Do you identify as disabled? If so, was there a particular moment when you started to do so, and why?
Yes, I do. I've always been open about my JRA: when I was a kid/teen, I figured telling someone about my JRA was a good litmus test to see if they were worth my time. It worked, too: the friends I had weren't judgmental, were open and honest, and accepted me for who I was. I did have to deal with some of the normal cattiness of pre-teen and teen girl cliques: in both middle school and high school, I went through periods where I was excluded from my normal group of friends because I had a falling out with one of my friends; but overall, my friends were awesome. And still are.
But I didn't really start identifying as "disabled" until I was approved for SSDI in 2006. Before then, I didn't really call myself any term. I just told people about my JRA without attaching a label to myself. I started identifying with the term "disabled" as a quick way of answering the question people my age get asked all the time: "So, what do you do for work?" "Well, I'm disabled, but I do some freelance web design," is a much more concise answer than having to go into details about my physical issues. If someone asks for more information, though, I don't hesitate to answer them.

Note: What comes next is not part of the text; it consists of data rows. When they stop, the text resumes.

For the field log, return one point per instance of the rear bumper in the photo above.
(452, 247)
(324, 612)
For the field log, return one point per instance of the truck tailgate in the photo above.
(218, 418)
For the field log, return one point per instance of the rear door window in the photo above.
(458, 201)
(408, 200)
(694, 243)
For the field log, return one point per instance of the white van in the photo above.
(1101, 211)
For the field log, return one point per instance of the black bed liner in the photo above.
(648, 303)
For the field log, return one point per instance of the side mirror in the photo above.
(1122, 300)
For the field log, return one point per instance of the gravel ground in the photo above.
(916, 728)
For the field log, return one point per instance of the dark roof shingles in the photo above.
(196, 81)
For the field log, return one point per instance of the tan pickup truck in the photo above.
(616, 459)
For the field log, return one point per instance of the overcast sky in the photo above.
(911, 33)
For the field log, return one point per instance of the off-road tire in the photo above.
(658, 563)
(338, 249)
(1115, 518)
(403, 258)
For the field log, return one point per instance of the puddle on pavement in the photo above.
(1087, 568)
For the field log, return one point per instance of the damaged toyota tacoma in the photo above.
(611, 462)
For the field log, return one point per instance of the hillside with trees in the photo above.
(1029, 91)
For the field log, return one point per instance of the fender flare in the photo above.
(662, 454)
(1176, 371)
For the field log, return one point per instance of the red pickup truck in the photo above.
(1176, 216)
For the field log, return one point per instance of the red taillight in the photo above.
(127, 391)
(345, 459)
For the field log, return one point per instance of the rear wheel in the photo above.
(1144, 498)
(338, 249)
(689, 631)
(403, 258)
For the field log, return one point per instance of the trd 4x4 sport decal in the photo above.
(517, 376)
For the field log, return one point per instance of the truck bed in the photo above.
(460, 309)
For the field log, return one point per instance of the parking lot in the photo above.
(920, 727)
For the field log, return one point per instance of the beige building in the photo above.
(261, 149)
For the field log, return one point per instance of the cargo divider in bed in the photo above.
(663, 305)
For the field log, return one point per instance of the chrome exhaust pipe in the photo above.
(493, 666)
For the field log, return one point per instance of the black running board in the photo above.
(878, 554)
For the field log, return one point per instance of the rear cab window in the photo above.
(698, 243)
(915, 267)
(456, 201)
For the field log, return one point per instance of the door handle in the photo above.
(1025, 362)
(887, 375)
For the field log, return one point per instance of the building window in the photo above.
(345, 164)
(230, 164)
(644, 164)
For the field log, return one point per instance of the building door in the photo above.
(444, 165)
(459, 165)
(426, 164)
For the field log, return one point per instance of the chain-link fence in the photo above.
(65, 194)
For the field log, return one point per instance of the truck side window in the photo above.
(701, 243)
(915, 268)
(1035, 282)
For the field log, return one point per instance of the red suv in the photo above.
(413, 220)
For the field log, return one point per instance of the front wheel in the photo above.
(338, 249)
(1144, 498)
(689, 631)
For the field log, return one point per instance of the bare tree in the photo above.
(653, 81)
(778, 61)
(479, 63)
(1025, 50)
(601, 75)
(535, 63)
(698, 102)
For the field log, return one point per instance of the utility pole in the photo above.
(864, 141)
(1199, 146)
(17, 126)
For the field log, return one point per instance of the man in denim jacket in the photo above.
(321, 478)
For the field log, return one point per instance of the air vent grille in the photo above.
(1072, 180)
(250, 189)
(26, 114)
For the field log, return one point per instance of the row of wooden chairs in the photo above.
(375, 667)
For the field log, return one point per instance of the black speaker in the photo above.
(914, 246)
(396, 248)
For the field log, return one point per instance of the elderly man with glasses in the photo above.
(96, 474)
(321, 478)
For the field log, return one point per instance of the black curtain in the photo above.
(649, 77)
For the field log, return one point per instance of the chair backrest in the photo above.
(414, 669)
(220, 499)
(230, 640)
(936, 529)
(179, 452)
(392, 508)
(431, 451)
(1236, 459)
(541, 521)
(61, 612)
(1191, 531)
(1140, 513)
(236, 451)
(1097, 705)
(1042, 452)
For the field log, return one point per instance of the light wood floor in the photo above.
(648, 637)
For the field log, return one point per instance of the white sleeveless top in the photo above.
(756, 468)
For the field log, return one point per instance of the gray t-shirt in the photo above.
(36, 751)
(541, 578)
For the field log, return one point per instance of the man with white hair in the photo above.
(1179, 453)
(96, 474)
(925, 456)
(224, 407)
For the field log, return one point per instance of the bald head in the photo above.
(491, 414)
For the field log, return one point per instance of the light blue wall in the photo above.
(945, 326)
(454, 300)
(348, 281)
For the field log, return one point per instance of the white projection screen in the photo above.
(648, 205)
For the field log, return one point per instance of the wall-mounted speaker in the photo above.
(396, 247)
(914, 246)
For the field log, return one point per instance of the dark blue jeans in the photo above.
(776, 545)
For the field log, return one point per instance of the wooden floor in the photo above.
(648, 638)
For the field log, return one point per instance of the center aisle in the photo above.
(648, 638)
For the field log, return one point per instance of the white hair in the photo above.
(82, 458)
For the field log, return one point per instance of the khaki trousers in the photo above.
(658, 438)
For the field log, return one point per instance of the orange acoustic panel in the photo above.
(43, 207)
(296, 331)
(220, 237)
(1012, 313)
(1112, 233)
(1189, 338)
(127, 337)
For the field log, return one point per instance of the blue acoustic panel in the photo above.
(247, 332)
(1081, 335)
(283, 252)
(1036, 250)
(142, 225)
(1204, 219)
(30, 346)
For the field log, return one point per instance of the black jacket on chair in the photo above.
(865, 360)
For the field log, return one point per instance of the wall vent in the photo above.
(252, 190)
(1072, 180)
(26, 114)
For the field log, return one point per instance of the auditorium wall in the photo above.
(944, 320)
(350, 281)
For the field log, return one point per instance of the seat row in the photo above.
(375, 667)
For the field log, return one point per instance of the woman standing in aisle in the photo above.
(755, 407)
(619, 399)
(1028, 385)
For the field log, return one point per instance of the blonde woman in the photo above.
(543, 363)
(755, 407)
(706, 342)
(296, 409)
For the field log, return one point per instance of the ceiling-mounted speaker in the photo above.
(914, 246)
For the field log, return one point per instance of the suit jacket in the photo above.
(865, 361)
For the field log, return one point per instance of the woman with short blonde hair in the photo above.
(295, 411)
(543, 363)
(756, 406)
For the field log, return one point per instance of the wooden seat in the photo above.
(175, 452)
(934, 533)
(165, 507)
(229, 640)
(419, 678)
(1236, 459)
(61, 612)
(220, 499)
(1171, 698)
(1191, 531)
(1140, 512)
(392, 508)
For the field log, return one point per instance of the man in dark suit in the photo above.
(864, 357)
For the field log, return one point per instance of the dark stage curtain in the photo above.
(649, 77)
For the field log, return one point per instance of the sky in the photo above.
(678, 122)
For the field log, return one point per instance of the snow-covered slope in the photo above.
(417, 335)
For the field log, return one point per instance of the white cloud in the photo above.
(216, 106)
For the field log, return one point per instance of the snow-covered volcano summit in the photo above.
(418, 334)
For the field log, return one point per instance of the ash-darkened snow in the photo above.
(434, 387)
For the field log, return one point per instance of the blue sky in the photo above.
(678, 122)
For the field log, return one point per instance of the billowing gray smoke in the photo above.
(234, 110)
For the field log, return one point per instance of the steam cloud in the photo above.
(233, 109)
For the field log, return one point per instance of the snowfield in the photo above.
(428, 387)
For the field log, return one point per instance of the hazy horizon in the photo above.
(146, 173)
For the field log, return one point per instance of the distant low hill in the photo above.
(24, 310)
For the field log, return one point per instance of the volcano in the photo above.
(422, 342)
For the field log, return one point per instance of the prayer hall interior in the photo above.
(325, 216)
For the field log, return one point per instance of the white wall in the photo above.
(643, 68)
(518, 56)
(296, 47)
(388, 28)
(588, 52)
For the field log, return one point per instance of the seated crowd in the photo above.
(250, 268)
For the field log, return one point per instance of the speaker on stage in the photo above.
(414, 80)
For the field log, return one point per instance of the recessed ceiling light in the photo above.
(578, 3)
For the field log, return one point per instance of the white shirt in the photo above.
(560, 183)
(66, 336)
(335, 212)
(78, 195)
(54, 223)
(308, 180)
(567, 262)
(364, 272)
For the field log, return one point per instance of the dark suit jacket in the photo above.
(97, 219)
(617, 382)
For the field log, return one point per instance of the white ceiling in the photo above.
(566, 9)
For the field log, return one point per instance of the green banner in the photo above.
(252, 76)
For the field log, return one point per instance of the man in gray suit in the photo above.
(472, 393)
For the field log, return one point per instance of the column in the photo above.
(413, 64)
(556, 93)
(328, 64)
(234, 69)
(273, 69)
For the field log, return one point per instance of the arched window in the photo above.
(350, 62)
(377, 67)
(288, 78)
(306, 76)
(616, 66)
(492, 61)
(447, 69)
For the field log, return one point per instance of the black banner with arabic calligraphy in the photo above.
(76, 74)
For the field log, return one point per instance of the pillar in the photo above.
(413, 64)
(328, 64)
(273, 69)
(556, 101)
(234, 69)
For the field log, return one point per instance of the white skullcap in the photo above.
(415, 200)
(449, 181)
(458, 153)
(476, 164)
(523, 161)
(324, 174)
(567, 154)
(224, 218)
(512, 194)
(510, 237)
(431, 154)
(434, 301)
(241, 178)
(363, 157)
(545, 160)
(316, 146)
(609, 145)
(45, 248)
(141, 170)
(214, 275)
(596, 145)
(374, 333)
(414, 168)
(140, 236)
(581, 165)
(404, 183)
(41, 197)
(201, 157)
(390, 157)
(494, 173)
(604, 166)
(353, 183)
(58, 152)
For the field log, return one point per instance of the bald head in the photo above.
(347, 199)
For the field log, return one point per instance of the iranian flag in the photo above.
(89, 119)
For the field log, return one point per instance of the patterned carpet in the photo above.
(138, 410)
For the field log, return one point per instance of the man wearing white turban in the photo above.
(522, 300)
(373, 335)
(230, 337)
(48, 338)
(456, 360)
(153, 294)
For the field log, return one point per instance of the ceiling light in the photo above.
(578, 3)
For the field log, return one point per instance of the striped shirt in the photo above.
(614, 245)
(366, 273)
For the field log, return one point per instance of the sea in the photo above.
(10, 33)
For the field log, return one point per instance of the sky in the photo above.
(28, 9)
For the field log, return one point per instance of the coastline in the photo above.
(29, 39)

I don't know if there are outward signs of your JRA or dysplasia, but if so, how do you respond when strangers (or people you don't know well) ask you about it? (I have a visible limp, and sometimes complete strangers -- I mean, people I literally pass on the street -- will ask me about it. Even after years, I am never quite sure how to respond.)
Well, I've been both lucky and unlucky in that for most of my life, my JRA was only obvious to people who knew what to look for: rheumatologists and people who knew others with JRA could tell at a glance that I had the disease (just as I can usually tell if someone has it, too: we tend to have a distinctive facial structure and gait). This did mean, though, that I got tons of glares when I used my handicapped tag, though, and I still get them occasionally. Nowadays, I think it's more obvious that I'm disabled: my hands in particular don't move normally. I don't think someone who saw me sitting at a movie theater or something could tell, but if someone sees me try to write or turn my head (my neck mobility is limited), it's pretty apparent something is going on with me.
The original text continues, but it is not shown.